Of course there are, as is the case with any rapidly developing economy, still some problems in China in areas such as quality control, safety checks and labor regulations. However, the situation is clearly changing, just as it did during the development process in nations such as Japan and South Korea.

Chinese companies thus need to become more effective at projecting the idea to European consumers that they are increasingly capable of competing at the high end of the market, while both treating their workers in a humane fashion and ensuring that goods are safe. Public relations are a side of business that Chinese firms undoubtedly still need to work hard at, just as they do with their own domestic consumers.

Another major problem for China-EU cooperation in general is the question of ensuring that European companies have the same degree of access to Chinese markets that Chinese firms have in Europe. Up to now, some Europeans have complained about the difficulties inherent in entering China due to some restrictions. On the other hand, China has long encouraged foreign direct investment and has allowed a number of European companies to set up factories and outlets in China, so it is unclear whether the situation is really as unbalanced as some commentators suggest.

Thus far, Europe appears to be more receptive to Chinese companies than the US in terms of allowing open access to investment without systematic security checks. In future, however, there is a question whether more oversight may be introduced along the lines of the Committee on Foreign Investment in the United States (CFIUS), which checks the national security implications of proposed foreign investments. For the moment, the absence of such oversight would seem to give Europe a distinct edge in attracting Chinese investors. This advantage is enhanced by the fact that the EU is already China's biggest trading partner.

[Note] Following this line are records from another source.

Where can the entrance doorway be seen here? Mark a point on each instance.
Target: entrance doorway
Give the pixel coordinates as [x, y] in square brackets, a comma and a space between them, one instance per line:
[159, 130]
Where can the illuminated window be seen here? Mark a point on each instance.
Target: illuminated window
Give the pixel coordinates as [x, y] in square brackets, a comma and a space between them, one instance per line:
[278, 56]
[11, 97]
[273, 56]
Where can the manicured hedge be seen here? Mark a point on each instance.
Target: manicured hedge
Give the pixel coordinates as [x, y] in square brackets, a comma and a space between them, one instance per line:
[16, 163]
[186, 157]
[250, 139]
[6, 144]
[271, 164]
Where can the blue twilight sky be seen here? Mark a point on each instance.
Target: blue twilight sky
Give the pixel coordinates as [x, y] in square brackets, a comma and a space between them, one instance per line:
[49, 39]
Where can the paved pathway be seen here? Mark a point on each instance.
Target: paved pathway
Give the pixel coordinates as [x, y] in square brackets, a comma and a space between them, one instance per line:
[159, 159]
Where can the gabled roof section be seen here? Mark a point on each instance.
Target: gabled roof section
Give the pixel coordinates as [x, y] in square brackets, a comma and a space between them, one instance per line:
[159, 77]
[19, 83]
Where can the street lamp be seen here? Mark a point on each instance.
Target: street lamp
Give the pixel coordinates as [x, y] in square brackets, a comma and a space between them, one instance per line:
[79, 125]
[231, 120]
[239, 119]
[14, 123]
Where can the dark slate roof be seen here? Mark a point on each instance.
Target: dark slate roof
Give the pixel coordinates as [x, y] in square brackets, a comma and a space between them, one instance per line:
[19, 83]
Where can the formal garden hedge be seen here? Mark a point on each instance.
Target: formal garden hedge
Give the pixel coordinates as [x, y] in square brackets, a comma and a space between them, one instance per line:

So it is to be expected that there will be a flood of further investment from China this year.

On the back of all this acquisition and investment activity (which also includes the significant presence of certain European firms in China, such as the Swiss multinational power and automation giant ABB and the Czech consumer loans company Home Credit) there is now an outstanding opportunity for the EU and China to join forces in trying to forge a giant Eurasian market, with considerable benefits for both sides.

If the impetus of Chinese projects such as the $100 billion Asian Infrastructure Investment Bank (AIIB) and the "Belt and Road" initiative can be merged with the EU's 315 billion euro ($355.48 billion) Juncker Plan to invest money in jobs and growth, a rare synergy could emerge from the subsequent joint action.

With the AIIB providing finance for business ventures within the 65 countries designated by the Chinese government as falling within the sphere of the Silk Road Economic Belt and the 21st Century Maritime Silk Road, and the Juncker Plan also emphasizing infrastructure and innovation, there would seem to be a window of opportunity in the next few years for win-win cooperation.

Since the "Belt and Road" initiative is intended to connect Western Europe and East Asia across all points in between, the possibilities for capitalizing on growth and investment to the mutual benefit of all parties concerned (including those in South, Southeast and Central Asia, as well as the Middle East and Africa) are also clear.

So if acquisitions and investments by Chinese and European firms in each other's markets can be properly coordinated through clear-sighted action from both sides, working to complement each other as far as possible, there are clear reasons for optimism, allied to good prospects for long-term growth, even amid the current global economic slowdown.